At this point Bayard had simply fetched his trove of doom literature and spread it across the kitchen table. “Read,” he said, knowing full well the books and pamphlets could speak far more eloquently than he. In the morning he’d found her hunched over the table still, the ashtray full beside her, a copy of Doom Newsletter in her hand, Panic in the Streets and How to Kill , volumes I–IV, face down beside a steaming coffee mug. “But what about the girls?” she said. “What about school, ballet lessons, tennis, swimming?”
Melissa was nine, Marcia seven. The move to the hinterlands would be disruptive for them, maybe traumatic — Bayard didn’t deny it — but then, so would nuclear holocaust. “Ballet lessons?” he echoed. “What good do you think ballet lessons are going to be when maniacs are breaking down the door?” And then, more gently: “Look, Fran, it’s going to be hard for all of us, but I just don’t see how we can stay here now that our eyes have been opened — it’s like sitting on the edge of a volcano or something.”

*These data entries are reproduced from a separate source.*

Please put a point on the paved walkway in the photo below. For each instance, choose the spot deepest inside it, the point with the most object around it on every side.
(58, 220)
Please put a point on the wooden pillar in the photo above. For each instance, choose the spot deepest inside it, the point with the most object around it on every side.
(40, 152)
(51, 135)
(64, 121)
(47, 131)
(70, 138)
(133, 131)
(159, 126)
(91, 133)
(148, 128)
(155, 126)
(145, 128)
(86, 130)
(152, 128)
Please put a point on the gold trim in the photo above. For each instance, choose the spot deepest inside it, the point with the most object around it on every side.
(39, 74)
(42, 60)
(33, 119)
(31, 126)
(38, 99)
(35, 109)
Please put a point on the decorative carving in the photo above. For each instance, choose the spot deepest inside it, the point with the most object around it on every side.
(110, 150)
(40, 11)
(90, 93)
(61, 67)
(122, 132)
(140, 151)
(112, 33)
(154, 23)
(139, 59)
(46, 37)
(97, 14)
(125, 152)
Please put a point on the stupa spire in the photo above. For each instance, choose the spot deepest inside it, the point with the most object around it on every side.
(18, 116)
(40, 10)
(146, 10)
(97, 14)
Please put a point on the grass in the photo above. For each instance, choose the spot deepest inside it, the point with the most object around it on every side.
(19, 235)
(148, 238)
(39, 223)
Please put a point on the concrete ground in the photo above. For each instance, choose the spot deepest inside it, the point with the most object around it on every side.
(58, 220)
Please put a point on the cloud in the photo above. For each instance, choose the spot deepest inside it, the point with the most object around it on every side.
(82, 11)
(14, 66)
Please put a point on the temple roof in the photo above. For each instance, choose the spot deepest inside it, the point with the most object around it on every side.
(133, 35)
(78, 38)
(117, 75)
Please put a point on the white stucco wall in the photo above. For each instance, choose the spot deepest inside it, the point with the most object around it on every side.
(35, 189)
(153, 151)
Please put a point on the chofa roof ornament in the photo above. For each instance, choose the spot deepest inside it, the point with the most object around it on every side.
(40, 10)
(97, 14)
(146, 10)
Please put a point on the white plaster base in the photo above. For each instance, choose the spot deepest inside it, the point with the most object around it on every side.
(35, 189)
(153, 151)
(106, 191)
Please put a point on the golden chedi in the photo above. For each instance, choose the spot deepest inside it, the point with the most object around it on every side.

She was weakening, he could feel it. When he got home from the office she was sunk into the sofa, her eyes darting across the page before her like frightened animals. Arkson had called. Four times. “Mrs. Wemp, Fran,” he’d shouted over the wire as if the barbarians were at the gate, “you’ve got to listen to me. I have a place for you. Nobody’ll find you. You’ll live forever. Sell that deathtrap and get out now before it’s too late!” Toward the end of the week she went through an entire day without changing out of her nightgown. Bayard pressed his advantage. He sent the girls to the babysitter and took the day off from work to ply her with pamphlets, rhetoric and incontrovertible truths, and statistics on everything from the rising crime rate to nuclear kill ratios. As dusk fell that evening, the last choked rays of sunlight irradiating the smog till it looked like mustard gas coming in over the trenches, she capitulated. In a voice weak with terror and exhaustion, she called him into the bedroom, where she lay still as a corpse. “All right,” she croaked. “Let’s get out.”
After Fran, the surgeon was easy. For fifteen minutes Bayard had quietly persisted while the doctor demurred. Finally, throwing his trump card, the surgeon leaned forward and said: “You’re aware your insurance won’t cover this, Mr. Wemp?”